Carousing and drinking
So what happened to Christmas in America? Jacobson, a cultural historian, notes that it was a confluence of influences, a kind of changing of the Yule season. Before the 19th century, Christmas was spread over several days.
“There was a lot of carousing, a lot of drinking, especially in the mid-Atlantic states and the South,” she says. The highlight—when gifts were exchanged—came on New Year’s Day.
“Until the mid-19th century merchants are actually pretty suspicious of holidays,” Jacobson explains. “Here is where the kind of Scrooge character actually had some real historical precedent. Holidays were seen as a hindrance to business. If you were drinking and carousing and having fun, it meant that work wasn’t going to get done.”
Santa’s makeover
But, as President Calvin Coolidge would say nearly a century later, “The business of America is business,” and the country’s retailers would come to see the holidays’ potential for profit. They recognized, Jacobson says, that they had a genuine merchandizing opportunity, and that the holidays would create their own spending season.
“Santa Claus is one way Americans resolve their ambivalence about gift-giving to children.”
“So they go all out designing attractive store windows and turning them into holiday spectacles, and certainly by the late 19th century department stores like Macy’s have elaborate store windows.”
Even Santa Claus got a makeover. Originally he was a benevolent gift-giver who rewarded children who’d been good, Jacobson notes. But he was also a stern disciplinarian who punished bad children by whipping them with switches. Later in the 19th century retailers abandoned the judgmental Santa and made him the jolly gift-giver we know today—the perfect symbol of consumer abundance.

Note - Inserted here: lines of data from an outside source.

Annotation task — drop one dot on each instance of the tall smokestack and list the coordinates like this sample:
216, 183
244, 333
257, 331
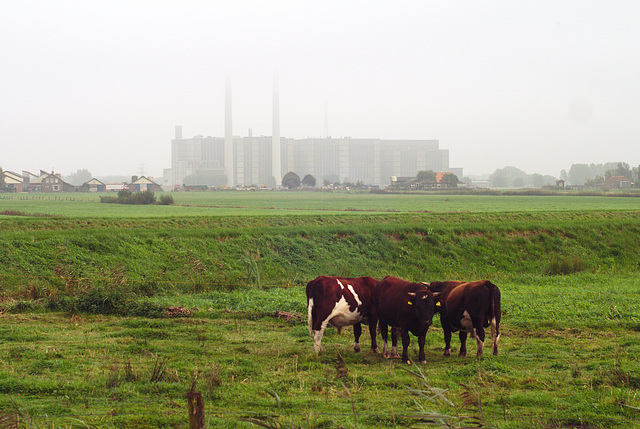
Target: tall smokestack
275, 142
228, 133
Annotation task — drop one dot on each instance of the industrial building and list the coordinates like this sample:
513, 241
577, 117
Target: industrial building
232, 160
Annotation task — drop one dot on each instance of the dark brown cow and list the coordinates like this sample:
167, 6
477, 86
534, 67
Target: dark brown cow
468, 307
405, 305
341, 301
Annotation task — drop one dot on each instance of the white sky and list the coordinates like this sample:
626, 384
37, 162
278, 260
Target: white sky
538, 85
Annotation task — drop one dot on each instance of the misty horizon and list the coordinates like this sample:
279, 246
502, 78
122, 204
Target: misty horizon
100, 86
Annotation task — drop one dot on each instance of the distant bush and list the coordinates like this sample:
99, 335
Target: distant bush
166, 200
565, 265
100, 300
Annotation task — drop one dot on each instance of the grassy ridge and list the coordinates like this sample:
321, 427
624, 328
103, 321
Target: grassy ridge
55, 257
267, 203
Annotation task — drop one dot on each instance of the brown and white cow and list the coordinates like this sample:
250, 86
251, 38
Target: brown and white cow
468, 307
407, 306
341, 301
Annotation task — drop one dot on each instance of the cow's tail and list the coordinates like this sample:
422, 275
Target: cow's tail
495, 316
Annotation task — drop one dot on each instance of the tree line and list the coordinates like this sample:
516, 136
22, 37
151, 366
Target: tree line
578, 175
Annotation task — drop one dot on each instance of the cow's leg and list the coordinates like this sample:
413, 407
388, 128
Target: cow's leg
479, 335
373, 323
447, 339
384, 331
421, 341
317, 337
394, 343
405, 347
463, 343
357, 331
495, 335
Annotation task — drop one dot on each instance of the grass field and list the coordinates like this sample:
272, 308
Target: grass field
271, 203
83, 341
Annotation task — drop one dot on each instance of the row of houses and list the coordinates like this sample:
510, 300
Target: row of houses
53, 182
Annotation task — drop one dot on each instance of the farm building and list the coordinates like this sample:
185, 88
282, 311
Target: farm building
618, 182
13, 181
96, 185
142, 184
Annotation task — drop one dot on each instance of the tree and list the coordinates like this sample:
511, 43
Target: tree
504, 177
635, 173
426, 176
621, 169
309, 181
450, 179
291, 180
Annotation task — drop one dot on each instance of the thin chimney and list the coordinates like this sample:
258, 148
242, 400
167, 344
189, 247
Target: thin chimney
275, 142
228, 133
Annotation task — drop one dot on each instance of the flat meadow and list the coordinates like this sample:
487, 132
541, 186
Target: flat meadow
111, 313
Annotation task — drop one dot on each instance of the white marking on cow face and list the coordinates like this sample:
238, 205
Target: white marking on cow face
355, 295
341, 315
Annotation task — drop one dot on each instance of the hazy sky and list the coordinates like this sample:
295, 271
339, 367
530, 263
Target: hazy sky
537, 85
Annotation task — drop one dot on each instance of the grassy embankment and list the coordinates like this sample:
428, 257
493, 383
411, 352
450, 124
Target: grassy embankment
80, 338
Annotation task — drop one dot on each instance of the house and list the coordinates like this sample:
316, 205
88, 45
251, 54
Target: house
617, 182
53, 183
141, 184
95, 185
13, 181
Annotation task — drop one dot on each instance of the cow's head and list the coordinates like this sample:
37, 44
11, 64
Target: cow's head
423, 304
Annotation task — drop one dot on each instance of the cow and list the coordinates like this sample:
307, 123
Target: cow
407, 306
468, 307
341, 301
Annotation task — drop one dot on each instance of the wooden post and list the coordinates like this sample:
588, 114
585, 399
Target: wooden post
196, 410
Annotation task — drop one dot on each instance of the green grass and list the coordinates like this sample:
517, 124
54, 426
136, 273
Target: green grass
75, 347
269, 203
555, 368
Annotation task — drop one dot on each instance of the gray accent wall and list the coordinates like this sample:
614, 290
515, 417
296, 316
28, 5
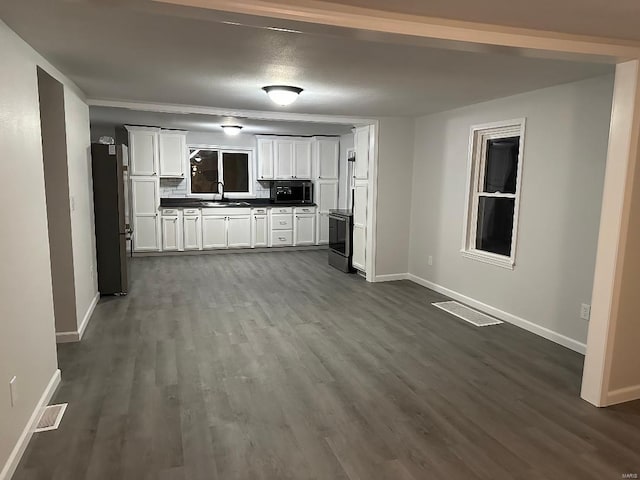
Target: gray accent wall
563, 173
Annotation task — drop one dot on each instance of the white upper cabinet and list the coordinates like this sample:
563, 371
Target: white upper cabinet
146, 224
143, 151
265, 159
285, 152
326, 195
327, 157
302, 160
173, 153
361, 139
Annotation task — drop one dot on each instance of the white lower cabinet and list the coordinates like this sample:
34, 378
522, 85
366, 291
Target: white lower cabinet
304, 226
322, 229
214, 231
171, 232
239, 231
192, 230
260, 230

“I think one of the reasons why parents so quickly embraced Santa Claus is because he provided a way of disguising the commercial origins of toys,” Jacobson says. “Santa Claus is one way Americans resolve their ambivalence about gift-giving to children. Parents can supply the more practical, utilitarian gifts or the kinds of toys that are going to be edifying or educational. But Santa Claus can give spectacular gifts with lots of bells and whistles.”
It should probably be no surprise that children and family play a big role in the evolution of Christmas. In middle-class families, Jacobson says, children are a kind of precious burden. “By the mid-19th century the middle-class child, in fact, became a net economic drain, but was seen as emotionally priceless,” she says. “And so if you have an emotionally priceless child in this increasingly sentimentalized family it becomes more appropriate to spend money on that child.
“Many people felt you could harmonize a religious observance,” she continues, “with a very family-centered holiday in which the ritual of gift-giving in the parlor became a way of nurturing family ties and affection.”
Traditional values
But what about today? How do we square a religious holiday with scenes of people trampling one another for the chance to buy a cheap TV at a Black Friday sale? Have we traded Santa Claus for Darth Vader? Jacobson says no.
“In the late 19th, early 20th century,” she says, “people overcame their ambivalence, not because they were embracing the dark side of excessive commercialism, but because they saw the ways in which gift-giving could become attached to other values that they deeply cherished.
“For example, the department store owner John Wanamaker was a religious man, and he created all sorts of spectacles in his stores to lure people in. But at Christmastime he also staged store sing-alongs and printed Christmas hymnals for customers that featured religious carols and included a religious message in them.
“There are all sorts of times in which mass marketers have tried to create new holidays in the interest of creating a new season for spending. But those don’t always succeed,” Jacobson adds. “The ones that succeed do so because they become wedded to other kinds of traditional values. That’s why I think big holiday spending is not so much about giving into the dark side, but rather convincing yourself that you’re not giving into the dark side.”